The Catholic Church permits giving Protestants communion if they are in danger of death and express belief in the miraculous change of the bread into Jesus Christ. That is giving communion begrudgingly. And Catholics on holiday in Eastern Europe may receive communion in the schismatic Eastern Church if they need grace and no Catholic Church is available. So, communion is not chiefly about union but about grace. Anyway, it has to give you grace and let you worry about furthering the unity for there is no unity without grace. 

If intercommunion leads people to the notion that one Church is as good as another which no true Catholic can accept then that does not disprove its goodness. It only proves that the Church has not educated them and that the Holy Spirit is not trying to keep them in the truth and make them see it. So it could not be the fault of intercommunion.

Catholics declare the Holy Communion of the Protestants to be invalid, to be devoid of grace. They say it appears to be the Eucharist but it is not. The Catholic Eucharist, they say, is the only true one. They do believe that in so far as the Protestant version is a prayer for grace it can give grace but that it is not sacramental. They do believe that in so far as it is a seeking of the presence of Jesus to have it within, it succeeds. But there is nothing special about it and taking holy communion gives the body and blood of Jesus that nothing else can do not even the most fervent prayer. So a Protestant service of Holy Communion is as good as a Catholic praying for grace and for Jesus to dwell within the heart. The reason Protestants are supposed to have an invalid Eucharist is because they are not ordained right. The power to celebrate the true sacrament has to be inherited through the bishops from the apostles.
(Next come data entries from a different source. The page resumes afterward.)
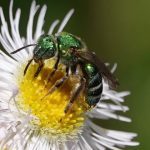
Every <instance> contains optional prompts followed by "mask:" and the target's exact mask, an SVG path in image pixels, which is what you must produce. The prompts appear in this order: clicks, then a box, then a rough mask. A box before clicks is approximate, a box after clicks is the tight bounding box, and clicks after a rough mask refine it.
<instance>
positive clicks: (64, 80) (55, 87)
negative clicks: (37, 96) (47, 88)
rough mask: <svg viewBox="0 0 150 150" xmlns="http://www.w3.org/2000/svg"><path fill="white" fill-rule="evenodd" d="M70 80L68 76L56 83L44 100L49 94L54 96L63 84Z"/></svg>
mask: <svg viewBox="0 0 150 150" xmlns="http://www.w3.org/2000/svg"><path fill="white" fill-rule="evenodd" d="M67 79H68V76H65V77H63V78H61V79H59V80H57V81H56V82H55V84H54V85H53V86H52V87H51V88H50V89H49V91H48V93H47V94H46V95H45V96H44V97H43V98H42V99H44V98H45V97H46V96H48V95H49V94H52V93H53V92H54V91H55V90H57V89H58V88H59V87H60V86H62V85H63V83H64V82H65V81H66V80H67Z"/></svg>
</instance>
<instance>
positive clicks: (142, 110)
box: [0, 0, 150, 150]
mask: <svg viewBox="0 0 150 150" xmlns="http://www.w3.org/2000/svg"><path fill="white" fill-rule="evenodd" d="M31 2H32V1H31V0H26V1H21V0H14V3H15V5H14V9H16V8H17V7H20V8H21V9H22V16H23V18H22V19H21V26H20V30H21V33H22V35H25V34H26V22H27V19H28V13H29V9H30V4H31ZM37 3H38V4H47V6H48V11H47V14H46V24H45V26H44V29H45V30H48V27H49V25H50V24H51V23H52V21H53V20H54V19H57V18H58V19H63V17H64V15H65V14H66V13H67V12H68V11H69V10H70V9H71V8H75V14H74V15H73V17H72V18H71V20H70V22H69V23H68V25H67V26H66V28H65V31H68V32H71V33H73V34H75V35H78V36H80V37H82V38H83V39H84V40H85V41H86V43H87V45H88V47H89V49H91V50H93V51H95V52H96V53H97V55H99V57H100V58H101V59H102V60H104V61H106V62H110V63H112V64H113V63H114V62H117V63H118V69H117V72H116V76H117V77H118V78H119V81H120V87H119V90H130V91H131V92H132V94H131V95H130V96H128V97H127V98H126V99H127V101H126V105H128V106H129V107H130V111H129V112H128V113H127V114H126V115H127V116H130V117H131V118H132V119H133V122H132V123H131V124H130V123H121V122H119V121H113V120H110V121H106V122H101V124H102V125H103V126H104V127H106V128H112V129H119V130H126V131H132V132H137V133H138V134H139V136H138V138H137V139H136V140H138V141H139V142H140V143H141V144H140V146H139V147H131V148H127V150H149V148H150V143H149V140H150V129H149V127H150V119H149V113H150V111H149V106H150V99H149V98H150V75H149V74H150V69H149V65H150V1H149V0H93V1H92V0H82V1H81V0H74V1H73V0H72V1H71V0H70V1H69V0H37ZM0 5H1V6H2V7H4V12H5V15H6V16H7V17H8V7H9V0H0ZM148 91H149V92H148Z"/></svg>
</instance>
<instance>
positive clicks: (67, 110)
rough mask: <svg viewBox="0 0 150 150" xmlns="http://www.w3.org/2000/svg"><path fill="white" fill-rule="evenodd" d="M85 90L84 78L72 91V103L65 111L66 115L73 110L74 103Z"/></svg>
mask: <svg viewBox="0 0 150 150" xmlns="http://www.w3.org/2000/svg"><path fill="white" fill-rule="evenodd" d="M84 88H85V80H84V78H81V80H80V83H78V84H76V86H75V88H74V90H73V91H72V94H71V98H70V101H69V103H68V104H67V106H66V108H65V110H64V112H65V114H66V113H67V112H68V111H69V110H70V109H71V107H72V105H73V103H74V101H75V100H76V99H77V98H78V96H79V95H80V93H81V91H82V90H84Z"/></svg>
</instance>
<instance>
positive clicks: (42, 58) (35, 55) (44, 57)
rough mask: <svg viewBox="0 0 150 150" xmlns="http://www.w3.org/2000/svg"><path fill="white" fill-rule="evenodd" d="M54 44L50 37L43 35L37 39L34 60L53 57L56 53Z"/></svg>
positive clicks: (53, 38)
mask: <svg viewBox="0 0 150 150" xmlns="http://www.w3.org/2000/svg"><path fill="white" fill-rule="evenodd" d="M56 51H57V49H56V44H55V41H54V37H53V36H52V35H43V36H41V37H40V38H39V40H38V42H37V46H36V47H35V49H34V58H35V60H37V61H38V60H44V59H49V58H51V57H53V56H54V55H55V53H56Z"/></svg>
It seems plain from this that the Catholics cannot take communion in a Protestant service because it is not communion. But this is a mistake. The sceptical Catholic can partake even if it is administered by a Church that requires her to believe it is communion. The requirement is that Church’s problem. The Catholic can take it as a sign of Christian fellowship, as a way of receiving Jesus’’ presence and grace. The Catholic who thinks it is real communion can take it because communion belongs to Christ and not the Church. It is not a declaration of membership of the other Church but of membership of Christ. It is a declaration of approval of the goodness in the Church but not necessarily of approval of the error and evil in it.

The Protestant who does not believe that the bread and wine become the body and blood of Jesus cannot receive communion in the Catholic Church which does believe all that. The Protestant will hold that it is because God forbids idolatry, the worship of what is not God as God and might say, “Catholic communion is unholy if it is idolatrous. The Devil dwells in it for the apostle Paul said that heathens sacrifice to Devils though they mean to honour good gods.” The Protestant would have to answer, “Amen”, when the priest says, “The Body of Christ”, and that would be insincere and traitorous of him. Should the Church discard all the rites in the Mass that convey the notion of transubstantiation and leave the interpretation of the Eucharist open? No the meaning would still be there so it would be no help.

The ban on intercommunion in the Catholic Church when it concerns devoted believers who are not baptised or not Catholics is just bigotry. The Protestant who wants communion in order to let God erase her sins because she believes God is bigger than any errors in belief she makes is banned. And she is banned because the Church decrees that only believers in the Catholic Church have the right to take communion for communion is a declaration of belief. It is supposed to be about building up a community that shares a faith and agrees on the faith.  The Church has a rule that if anybody presents for communion that it must be presumed they are sincere enough to receive and in a state of union with God that needs this spiritual food because God is so merciful and sinners do sometimes change suddenly for the better.  Yet while pro-abortionist political "Catholics" get communion sincere Christians are excluded.  And such "Catholics" get all the pity.